L’antenne de Future Pioneers à Irbid est devenue un pôle d’information pour les nouveaux entrepreneurs. Un groupe WhatsApp a été créé dans le cadre du projet, et ces esprits créatifs restent en contact, favorisant la collaboration et le soutien continu.
Place au durable : objectif informer
Si l’entreprise de Yusra a gagné du terrain auprès de ses amis et de sa famille grâce aux réseaux sociaux, elle aspire à toucher un public beaucoup plus large. Malgré la difficulté de promouvoir des pratiques durables, en particulier dans les villages autour d’Irbid, elle garde espoir.
« Nous avons besoin de plus de temps. Nous devons organiser plus de campagnes. Je sais que je n’arriverai pas à sensibiliser toutes ces personnes seule, mais au moins à présent, je sais comment convaincre ; il me suffit de leur montrer l’impact réel du déversement de déchets et le danger à long terme de ces comportements », explique Yusra.

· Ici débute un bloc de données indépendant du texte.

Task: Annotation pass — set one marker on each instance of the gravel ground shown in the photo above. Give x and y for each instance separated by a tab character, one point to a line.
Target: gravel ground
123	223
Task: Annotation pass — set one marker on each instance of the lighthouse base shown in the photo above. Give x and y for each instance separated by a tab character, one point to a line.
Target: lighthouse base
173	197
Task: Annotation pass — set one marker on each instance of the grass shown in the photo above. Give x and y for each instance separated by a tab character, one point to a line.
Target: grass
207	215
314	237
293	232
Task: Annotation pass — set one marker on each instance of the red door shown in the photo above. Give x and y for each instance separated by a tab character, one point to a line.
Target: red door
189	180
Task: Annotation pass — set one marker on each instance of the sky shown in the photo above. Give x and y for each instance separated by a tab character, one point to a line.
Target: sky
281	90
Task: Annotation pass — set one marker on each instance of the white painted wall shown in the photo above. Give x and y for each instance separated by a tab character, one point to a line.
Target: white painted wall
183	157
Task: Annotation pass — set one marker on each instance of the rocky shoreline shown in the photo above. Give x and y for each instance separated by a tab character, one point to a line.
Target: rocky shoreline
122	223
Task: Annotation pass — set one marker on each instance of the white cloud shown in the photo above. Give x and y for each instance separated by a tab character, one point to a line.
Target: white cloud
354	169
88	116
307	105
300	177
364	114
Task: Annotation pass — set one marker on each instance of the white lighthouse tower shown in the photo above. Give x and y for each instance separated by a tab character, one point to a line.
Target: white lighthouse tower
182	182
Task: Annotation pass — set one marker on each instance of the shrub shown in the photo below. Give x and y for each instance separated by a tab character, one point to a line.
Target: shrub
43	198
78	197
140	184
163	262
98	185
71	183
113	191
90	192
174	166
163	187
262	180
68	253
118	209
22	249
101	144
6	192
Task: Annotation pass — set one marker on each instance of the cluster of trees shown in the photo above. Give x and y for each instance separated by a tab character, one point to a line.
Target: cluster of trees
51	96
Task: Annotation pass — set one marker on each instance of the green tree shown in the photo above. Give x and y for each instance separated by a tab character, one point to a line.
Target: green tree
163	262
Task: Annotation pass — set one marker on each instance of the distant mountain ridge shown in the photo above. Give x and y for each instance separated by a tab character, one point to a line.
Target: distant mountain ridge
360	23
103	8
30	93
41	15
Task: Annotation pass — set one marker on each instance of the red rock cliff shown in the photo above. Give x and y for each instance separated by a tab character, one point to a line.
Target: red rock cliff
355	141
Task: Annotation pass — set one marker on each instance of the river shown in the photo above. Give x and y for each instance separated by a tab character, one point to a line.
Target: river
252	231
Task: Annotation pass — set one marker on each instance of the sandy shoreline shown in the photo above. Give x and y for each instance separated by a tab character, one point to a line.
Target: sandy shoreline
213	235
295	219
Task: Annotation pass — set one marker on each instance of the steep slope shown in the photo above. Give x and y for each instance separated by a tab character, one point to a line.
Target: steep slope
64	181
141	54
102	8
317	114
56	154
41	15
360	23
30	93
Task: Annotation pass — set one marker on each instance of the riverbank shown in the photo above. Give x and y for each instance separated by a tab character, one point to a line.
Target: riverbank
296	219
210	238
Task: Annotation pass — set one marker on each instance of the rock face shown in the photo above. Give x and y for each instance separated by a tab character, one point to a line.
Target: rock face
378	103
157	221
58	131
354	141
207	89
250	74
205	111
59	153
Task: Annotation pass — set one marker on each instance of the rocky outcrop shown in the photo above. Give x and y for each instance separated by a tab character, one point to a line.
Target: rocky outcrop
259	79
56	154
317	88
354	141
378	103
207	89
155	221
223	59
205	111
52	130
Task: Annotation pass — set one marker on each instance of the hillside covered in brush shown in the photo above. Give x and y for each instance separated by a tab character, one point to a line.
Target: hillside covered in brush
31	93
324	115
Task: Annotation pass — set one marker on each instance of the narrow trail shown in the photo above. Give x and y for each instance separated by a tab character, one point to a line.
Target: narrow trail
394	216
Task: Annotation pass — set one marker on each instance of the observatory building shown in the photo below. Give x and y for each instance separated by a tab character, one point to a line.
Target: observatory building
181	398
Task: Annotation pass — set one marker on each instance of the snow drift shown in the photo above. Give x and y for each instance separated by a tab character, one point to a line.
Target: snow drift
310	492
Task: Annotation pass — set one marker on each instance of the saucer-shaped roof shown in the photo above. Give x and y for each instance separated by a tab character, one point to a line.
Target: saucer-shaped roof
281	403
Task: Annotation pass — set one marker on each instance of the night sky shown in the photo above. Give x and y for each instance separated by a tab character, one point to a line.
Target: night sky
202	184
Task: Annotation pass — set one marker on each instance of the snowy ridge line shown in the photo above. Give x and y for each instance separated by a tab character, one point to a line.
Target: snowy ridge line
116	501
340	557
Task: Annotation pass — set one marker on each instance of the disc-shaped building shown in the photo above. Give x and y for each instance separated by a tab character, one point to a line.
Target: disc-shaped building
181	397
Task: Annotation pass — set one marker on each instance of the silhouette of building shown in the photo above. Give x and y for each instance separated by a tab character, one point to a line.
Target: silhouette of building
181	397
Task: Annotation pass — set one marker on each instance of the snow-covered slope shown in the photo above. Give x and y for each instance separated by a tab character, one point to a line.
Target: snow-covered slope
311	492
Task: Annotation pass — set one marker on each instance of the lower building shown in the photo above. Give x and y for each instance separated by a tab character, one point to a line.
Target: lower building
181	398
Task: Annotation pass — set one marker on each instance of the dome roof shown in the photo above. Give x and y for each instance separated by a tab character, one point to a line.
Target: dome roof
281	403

Forte de cette mission, elle envisage de s’engager auprès des organisations communautaires locales et des ONG, afin d’encourager les gens à conserver leurs biens ou à en faire don plutôt que de les jeter.
En sensibilisant les gens aux effets néfastes du déversement de déchets et aux avantages du recyclage créatif, Yusra est convaincue qu’elle peut contribuer à faire évoluer les mentalités et à promouvoir une approche plus réfléchie de la consommation.